"It was kind of mind blowing when I first moved into this house because I'd open my power bills and I'd start laughing," Anita Mathis says. "It just didn't make any sense that you could save this much money on electricity."
It's not that the Mathis family is energy sensitive. They have big appliances, and of course, air conditioning. But CBS News correspondent Thalia Assuras reports the secret is on the roof — small shiny panels are solar energy pads.
"You almost have to show people where the tiles are that are solar," Barry Mathis says. "If it had had big 'Space Invaders' stuff on top of the house — definitely would have been a problem for me."
This is a solar revolution in the making. Solar panels are now relatively small, fit seamlessly into a roof and shrink energy costs.
Kurt Johnson is director of operations for Powerlight Corporation, a company that designs and installs solar panels.
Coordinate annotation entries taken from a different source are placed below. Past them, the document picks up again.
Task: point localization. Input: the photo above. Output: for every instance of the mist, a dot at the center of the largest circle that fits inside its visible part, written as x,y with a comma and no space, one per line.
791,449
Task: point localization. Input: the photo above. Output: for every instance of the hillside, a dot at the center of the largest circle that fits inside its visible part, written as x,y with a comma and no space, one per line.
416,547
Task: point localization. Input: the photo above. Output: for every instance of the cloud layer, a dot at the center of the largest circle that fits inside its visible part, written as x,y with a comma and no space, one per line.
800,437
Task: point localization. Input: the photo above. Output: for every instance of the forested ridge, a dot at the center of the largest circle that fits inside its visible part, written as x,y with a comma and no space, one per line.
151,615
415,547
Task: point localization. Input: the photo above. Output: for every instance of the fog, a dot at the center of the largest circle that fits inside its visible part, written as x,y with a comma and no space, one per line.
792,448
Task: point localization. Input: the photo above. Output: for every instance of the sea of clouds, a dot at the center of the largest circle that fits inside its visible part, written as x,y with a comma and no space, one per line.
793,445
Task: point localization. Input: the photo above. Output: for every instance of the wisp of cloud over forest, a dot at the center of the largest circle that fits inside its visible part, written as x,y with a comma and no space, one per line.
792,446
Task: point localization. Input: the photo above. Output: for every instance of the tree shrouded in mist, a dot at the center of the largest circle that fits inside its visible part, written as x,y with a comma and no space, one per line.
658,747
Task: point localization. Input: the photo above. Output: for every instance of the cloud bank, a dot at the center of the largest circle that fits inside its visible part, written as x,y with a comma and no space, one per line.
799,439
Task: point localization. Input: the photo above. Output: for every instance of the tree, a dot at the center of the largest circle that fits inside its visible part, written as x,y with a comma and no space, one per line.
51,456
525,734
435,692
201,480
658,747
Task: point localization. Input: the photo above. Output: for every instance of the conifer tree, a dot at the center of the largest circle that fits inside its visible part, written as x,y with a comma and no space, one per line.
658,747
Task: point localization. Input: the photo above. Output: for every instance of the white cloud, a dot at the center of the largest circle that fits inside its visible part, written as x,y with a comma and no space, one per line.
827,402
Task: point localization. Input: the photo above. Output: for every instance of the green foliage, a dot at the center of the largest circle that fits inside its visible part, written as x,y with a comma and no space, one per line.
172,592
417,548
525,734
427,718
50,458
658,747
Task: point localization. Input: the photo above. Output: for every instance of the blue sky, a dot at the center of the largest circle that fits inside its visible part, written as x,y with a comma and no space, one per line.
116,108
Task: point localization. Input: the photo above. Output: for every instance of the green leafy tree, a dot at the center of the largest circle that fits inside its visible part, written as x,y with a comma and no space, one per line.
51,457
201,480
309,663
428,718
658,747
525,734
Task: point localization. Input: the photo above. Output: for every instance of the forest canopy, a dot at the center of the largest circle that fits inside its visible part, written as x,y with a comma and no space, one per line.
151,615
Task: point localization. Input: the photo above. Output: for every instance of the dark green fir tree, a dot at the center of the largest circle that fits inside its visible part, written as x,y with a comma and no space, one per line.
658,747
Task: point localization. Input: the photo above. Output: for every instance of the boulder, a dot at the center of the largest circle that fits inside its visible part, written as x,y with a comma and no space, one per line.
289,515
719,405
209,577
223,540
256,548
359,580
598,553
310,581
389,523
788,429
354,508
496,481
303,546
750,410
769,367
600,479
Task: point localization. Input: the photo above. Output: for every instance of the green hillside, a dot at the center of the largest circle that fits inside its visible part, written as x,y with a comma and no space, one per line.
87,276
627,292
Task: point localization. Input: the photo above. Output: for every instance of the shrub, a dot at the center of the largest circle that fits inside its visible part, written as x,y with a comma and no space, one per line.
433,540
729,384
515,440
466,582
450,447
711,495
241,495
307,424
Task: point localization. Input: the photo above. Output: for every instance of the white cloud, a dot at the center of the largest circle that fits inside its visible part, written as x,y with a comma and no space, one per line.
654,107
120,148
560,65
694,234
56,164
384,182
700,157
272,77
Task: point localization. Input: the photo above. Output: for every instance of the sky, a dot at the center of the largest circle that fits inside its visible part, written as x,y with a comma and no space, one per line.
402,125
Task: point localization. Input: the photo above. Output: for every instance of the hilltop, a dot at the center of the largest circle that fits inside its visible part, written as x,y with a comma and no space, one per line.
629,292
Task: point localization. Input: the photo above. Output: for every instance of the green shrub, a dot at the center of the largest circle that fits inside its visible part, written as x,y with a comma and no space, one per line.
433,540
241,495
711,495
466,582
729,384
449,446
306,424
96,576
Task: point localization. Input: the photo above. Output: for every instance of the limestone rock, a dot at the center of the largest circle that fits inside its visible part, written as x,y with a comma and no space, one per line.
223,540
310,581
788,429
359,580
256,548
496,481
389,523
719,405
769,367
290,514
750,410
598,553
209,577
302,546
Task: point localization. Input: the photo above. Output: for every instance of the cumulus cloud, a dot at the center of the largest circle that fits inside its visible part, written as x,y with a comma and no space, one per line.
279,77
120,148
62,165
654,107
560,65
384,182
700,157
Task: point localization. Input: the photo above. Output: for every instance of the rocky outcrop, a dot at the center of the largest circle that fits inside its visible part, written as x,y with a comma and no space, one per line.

"They are going to offset 70 percent of the consumption of this house," Johnson says.
Developer John Ralston has built 150 homes like this in California, all with the same unique feature: they can make so much energy they feed power to the electric company, literally making the electric meter spin backwards, reducing the bill.
"If you are creating more electricity than you are using, it spins backwards and it will actually reduce your total kilowatts," Ralston says. "You could have less than zero."
There's a saying that a home's biggest selling point is "location, location, location." That's a major problem with this concept. Unless one lives in a place like California with lots of sunshine, it's just not practical.
But builders claim that is going to change soon. They say these panels are so efficient they will be usable even in state with short days and less light.
The state of California subsidizes about half the cost and local power companies are required to give homeowners credit for the power their house makes.
"When were away, we're making money," Barry Mathis says.
But don't think the Mathis family spends any time watching their meter.
"And that's really one of the pretty parts of this whole idea, is that this happens without us knowing anything about it," Barry Mathis says. "It's just there."
They just enjoy the house, bask in the easy money, and let the sun do the work.